Given that I am currently unable to undertake similar trips due to health reasons I just thought I would revisit this trip that was for me a real 'eureka!' experience and genuinely life changing. I Kept a daily diary which I later made into a personal photobook so as I have never shred this publicly I thought it might entertain some of you folks as well as being a nice chance for me to revisit the experience.
(Just want to apologise in advance for any typos as I have deteriorating eyesight that requires regular intravitreal injections and the next one is scheduled for next week so it will get rapidly worse until I receive that treatment.)
The bike was a 1989 Kawasaki Tengai 650 which is basically a dakar styled KLR that I had bought for £1000 if i remember rightly and had 38K km on the clock. It was a bit of a nail tbh but I was working on the basis that if it misbehaved I could just abandon it without any great financial loss. Not very environmentally conscious but that was my thought process at the time. I'd had it for a couple of years and it had successfully taken me down to Switzerland and around the battlefieldds of France and Belgium on previous trips so I had some degree of confidence in it.
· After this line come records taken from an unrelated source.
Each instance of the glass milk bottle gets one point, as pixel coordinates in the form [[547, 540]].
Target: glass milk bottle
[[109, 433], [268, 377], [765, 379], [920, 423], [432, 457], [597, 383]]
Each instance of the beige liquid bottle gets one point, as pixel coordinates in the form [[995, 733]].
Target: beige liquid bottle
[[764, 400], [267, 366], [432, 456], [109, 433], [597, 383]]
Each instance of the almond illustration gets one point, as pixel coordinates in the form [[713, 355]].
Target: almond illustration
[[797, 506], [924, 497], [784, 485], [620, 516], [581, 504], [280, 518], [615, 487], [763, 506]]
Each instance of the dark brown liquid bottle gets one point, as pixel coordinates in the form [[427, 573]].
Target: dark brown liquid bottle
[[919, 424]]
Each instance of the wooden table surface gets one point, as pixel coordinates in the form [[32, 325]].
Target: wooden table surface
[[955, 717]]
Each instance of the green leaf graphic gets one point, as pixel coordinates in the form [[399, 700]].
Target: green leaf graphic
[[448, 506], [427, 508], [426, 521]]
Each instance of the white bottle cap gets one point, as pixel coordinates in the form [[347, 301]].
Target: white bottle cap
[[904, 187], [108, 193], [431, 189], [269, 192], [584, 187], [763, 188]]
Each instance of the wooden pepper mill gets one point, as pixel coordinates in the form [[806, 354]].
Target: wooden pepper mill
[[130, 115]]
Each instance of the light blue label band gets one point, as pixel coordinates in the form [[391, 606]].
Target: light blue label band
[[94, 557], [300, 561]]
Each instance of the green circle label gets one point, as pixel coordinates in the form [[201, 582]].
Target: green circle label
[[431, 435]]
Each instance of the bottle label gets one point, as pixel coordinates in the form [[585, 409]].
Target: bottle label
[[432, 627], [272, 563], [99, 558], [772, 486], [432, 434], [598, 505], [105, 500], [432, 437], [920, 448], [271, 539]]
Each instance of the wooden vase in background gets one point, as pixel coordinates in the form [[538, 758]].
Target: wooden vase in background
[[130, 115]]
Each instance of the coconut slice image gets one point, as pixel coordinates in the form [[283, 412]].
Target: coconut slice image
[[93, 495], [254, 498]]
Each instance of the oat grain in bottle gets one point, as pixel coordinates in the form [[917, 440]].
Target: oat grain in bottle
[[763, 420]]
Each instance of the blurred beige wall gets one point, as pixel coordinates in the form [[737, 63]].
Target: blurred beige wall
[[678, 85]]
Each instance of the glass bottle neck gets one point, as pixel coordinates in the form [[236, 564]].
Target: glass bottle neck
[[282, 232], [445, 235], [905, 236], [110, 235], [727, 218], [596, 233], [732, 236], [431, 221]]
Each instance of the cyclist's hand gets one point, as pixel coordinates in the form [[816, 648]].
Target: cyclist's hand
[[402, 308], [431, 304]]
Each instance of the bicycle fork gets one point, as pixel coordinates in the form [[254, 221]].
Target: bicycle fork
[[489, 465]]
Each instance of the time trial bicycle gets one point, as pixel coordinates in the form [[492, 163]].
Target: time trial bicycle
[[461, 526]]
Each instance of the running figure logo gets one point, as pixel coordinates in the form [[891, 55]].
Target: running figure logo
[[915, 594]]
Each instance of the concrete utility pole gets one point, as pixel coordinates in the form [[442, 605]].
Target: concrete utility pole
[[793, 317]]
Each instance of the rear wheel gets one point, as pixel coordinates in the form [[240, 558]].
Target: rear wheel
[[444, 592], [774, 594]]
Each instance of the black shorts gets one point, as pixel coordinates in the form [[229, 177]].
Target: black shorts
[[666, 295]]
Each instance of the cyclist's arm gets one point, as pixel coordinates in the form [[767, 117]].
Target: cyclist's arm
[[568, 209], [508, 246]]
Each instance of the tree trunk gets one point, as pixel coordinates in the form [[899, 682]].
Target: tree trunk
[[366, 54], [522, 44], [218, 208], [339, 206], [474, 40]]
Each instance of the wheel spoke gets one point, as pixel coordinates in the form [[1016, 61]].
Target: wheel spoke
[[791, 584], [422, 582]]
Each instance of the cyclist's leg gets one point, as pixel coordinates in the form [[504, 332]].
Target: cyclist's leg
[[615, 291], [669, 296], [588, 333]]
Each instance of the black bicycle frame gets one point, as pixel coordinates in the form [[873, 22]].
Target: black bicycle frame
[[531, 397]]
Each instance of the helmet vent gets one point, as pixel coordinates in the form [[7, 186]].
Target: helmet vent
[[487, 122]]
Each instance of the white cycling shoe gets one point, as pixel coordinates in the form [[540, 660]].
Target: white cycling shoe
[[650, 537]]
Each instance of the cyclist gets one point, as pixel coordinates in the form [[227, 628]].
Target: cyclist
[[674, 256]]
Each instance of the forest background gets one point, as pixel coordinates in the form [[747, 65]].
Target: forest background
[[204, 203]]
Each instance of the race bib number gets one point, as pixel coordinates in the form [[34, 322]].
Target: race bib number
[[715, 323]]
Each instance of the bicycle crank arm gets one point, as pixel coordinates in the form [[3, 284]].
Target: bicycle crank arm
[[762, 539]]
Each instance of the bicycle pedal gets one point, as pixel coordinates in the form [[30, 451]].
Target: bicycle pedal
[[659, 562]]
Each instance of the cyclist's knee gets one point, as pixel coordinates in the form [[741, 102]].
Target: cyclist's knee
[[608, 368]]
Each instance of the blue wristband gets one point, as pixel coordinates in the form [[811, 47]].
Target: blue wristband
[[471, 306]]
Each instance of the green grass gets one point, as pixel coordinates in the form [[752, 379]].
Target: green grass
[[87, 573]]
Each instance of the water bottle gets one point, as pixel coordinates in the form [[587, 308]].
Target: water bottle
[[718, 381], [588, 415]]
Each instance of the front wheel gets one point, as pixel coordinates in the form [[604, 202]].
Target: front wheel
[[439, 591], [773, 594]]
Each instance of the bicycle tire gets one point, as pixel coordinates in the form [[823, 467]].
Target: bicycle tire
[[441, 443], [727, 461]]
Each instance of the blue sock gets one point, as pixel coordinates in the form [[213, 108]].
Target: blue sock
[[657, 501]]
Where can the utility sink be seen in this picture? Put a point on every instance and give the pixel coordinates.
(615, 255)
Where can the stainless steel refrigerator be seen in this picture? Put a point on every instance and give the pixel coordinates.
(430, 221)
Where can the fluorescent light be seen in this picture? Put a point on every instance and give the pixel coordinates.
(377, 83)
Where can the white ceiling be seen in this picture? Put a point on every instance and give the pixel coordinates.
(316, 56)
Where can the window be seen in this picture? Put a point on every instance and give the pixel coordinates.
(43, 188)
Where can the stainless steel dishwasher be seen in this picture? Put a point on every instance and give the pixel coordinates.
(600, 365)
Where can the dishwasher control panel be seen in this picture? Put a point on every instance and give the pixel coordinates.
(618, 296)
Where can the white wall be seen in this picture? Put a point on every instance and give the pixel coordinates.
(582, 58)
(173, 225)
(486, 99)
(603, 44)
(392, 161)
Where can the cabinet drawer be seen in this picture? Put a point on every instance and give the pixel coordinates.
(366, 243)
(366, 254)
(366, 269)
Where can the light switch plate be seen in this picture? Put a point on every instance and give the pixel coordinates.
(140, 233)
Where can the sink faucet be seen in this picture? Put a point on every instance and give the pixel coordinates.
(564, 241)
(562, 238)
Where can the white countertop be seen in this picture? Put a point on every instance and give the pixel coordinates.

Anyway, these are the first couple of diary entries from that trip, with a few images too, I was clearly finding my feet on these first couple of days but, as always, It gets better. I was very nervous initially and these nerves led me to some strange decisions all through the trip. However, it was such a seminal experience that subsequent to this I got in the habit of taking a yearly trip of at least a couple of weeks with an absolute minimum of preparation knowing that it would all turn out okay.
Day 1 - 03/05/10
Start - Bournemouth, UK
End - Noussant de Gruyere, France
204km for the day
My overloaded 1989 Kawasaki KLR650 Tengai and I were ushered onto the ferry at Weymouth by my good friends Dot and Roger. I had experienced a great deal of trepidation about setting off into the 'wilds' of France, relying on nothing more than my feeble wits and grade 4 schoolboy francais. Not my first trip but scheduled to be my longest - three months!!
Initially headed for Morocco, I would then return through Europe via the Alps, and down to Turkey. It didn't pan out that way as it happened. . .
Straight out of St Malo, a near miss with a French motorist insisting on 'Priorite a Droite' when the sign clearly stated 'Cedez le Passage' and having the satnav bracket fall off on the dual carriageway were enough to fray my already dodgy nerves. A quick stop for food and then flaking out in an empty campsite was as much as I could manage.